First time I moved to my own place, my cooking skills were that bad that my cholesterol got dangerously too low.
First time someone asked me out, I replied let’s be friends… but ended up dating this person a month later.
First time I received flowers, I liked them so much that I put them in a vase, with water, until they really withered… and developed a larvae culture which turned into a fly army and invaded my room.
I just terribly, miserably, really suck at first times. I just miss it every times something new comes up; always takes me two times. I don’t have this instinct that I respect a lot in some people, of spontaneity, of synchronization between emotions and actions, between facts and quick reasoning.
I’ve been willing to write on Medium for a while, to try doing something here, but every times the idea of writing a first post just repelled me.

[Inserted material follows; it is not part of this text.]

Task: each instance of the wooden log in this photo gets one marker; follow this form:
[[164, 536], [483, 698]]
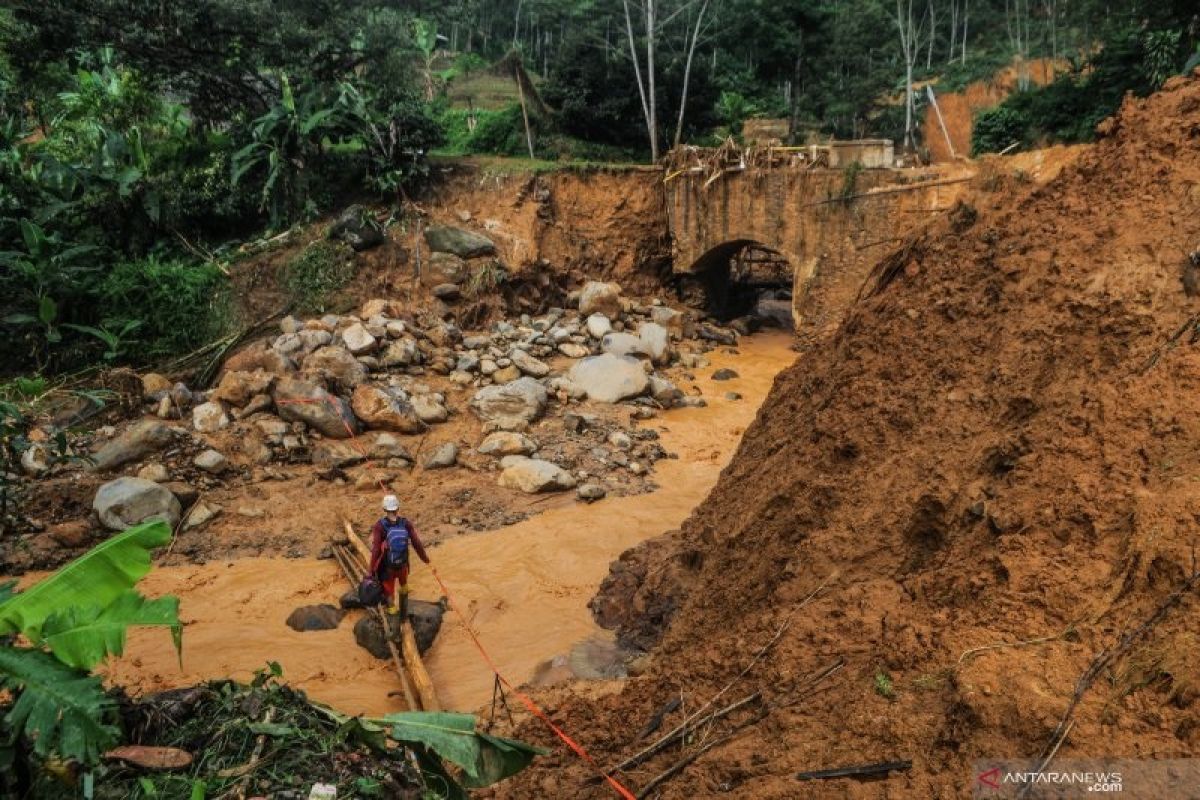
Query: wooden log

There is something terrifying in first times in that we simultaneously dive into the unknown and we show who we are without controlling this output like we do in familiar situations. And we are only given one shot.

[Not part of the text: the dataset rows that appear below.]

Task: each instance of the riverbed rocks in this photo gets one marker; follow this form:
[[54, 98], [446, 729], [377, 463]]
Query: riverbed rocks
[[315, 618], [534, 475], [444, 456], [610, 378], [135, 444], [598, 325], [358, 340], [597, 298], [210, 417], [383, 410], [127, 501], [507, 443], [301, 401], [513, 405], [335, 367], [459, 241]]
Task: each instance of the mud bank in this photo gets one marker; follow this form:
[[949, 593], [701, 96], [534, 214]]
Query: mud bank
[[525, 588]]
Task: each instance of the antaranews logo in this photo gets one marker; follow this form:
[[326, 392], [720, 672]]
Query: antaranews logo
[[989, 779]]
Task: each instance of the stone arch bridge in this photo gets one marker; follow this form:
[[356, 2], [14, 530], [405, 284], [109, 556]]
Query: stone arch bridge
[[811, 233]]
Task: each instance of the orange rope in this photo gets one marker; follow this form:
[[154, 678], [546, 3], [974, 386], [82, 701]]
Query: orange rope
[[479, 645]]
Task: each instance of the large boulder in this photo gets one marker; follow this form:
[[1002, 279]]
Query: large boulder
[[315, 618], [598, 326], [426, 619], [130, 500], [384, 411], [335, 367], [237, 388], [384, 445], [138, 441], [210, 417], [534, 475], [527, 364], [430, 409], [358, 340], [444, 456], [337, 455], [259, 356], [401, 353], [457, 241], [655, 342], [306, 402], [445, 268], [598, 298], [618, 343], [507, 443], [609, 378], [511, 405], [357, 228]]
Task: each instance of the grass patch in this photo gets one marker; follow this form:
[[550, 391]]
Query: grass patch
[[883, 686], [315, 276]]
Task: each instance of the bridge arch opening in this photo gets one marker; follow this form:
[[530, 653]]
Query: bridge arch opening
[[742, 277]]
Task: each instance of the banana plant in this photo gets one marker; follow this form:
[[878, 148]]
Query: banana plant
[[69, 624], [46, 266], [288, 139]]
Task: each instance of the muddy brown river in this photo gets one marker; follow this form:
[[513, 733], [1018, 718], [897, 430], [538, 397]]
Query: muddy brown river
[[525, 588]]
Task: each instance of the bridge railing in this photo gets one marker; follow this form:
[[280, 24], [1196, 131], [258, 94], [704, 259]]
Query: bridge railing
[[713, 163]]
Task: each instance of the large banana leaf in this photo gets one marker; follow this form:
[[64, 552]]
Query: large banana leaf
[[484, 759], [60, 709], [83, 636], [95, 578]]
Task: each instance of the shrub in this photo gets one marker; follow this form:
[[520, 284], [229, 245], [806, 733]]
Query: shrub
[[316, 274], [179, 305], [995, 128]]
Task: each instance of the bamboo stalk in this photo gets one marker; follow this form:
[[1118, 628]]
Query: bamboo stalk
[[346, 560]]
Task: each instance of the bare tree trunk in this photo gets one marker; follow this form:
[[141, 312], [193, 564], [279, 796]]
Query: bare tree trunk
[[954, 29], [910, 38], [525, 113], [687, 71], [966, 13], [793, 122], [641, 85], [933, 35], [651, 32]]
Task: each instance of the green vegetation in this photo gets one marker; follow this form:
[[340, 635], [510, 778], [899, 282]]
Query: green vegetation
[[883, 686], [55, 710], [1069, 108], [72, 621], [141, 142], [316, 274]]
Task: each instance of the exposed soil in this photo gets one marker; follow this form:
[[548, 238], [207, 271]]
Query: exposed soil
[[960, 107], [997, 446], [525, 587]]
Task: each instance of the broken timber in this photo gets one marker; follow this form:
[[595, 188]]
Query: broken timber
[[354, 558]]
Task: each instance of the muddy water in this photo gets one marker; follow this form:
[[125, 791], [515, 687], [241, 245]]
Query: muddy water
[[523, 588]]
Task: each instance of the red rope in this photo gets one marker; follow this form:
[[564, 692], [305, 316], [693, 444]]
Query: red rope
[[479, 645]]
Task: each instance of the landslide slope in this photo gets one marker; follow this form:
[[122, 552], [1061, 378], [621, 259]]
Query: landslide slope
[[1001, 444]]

Somehow I like the challenge of first times, I like the indulgence they inspire, I like laughing thinking about all those trivial failures of my life. But I like second times better. Second times are for when the first time didn’t discourage us too much, they’re for exploring deeper something new.
Could I just escape first times once, by simply saying “Hi Medium, I’m Amaël, and I’m just terrible at first times. I hope my second post will be better.”
“L’esquisse qu’est notre vie n’est l’esquisse de rien, une ébauche sans tableau.” (The sketch our life is is the sketch of nothing, a draft without a painting.) Milan Kundera, The Unbearable Lightness of Being.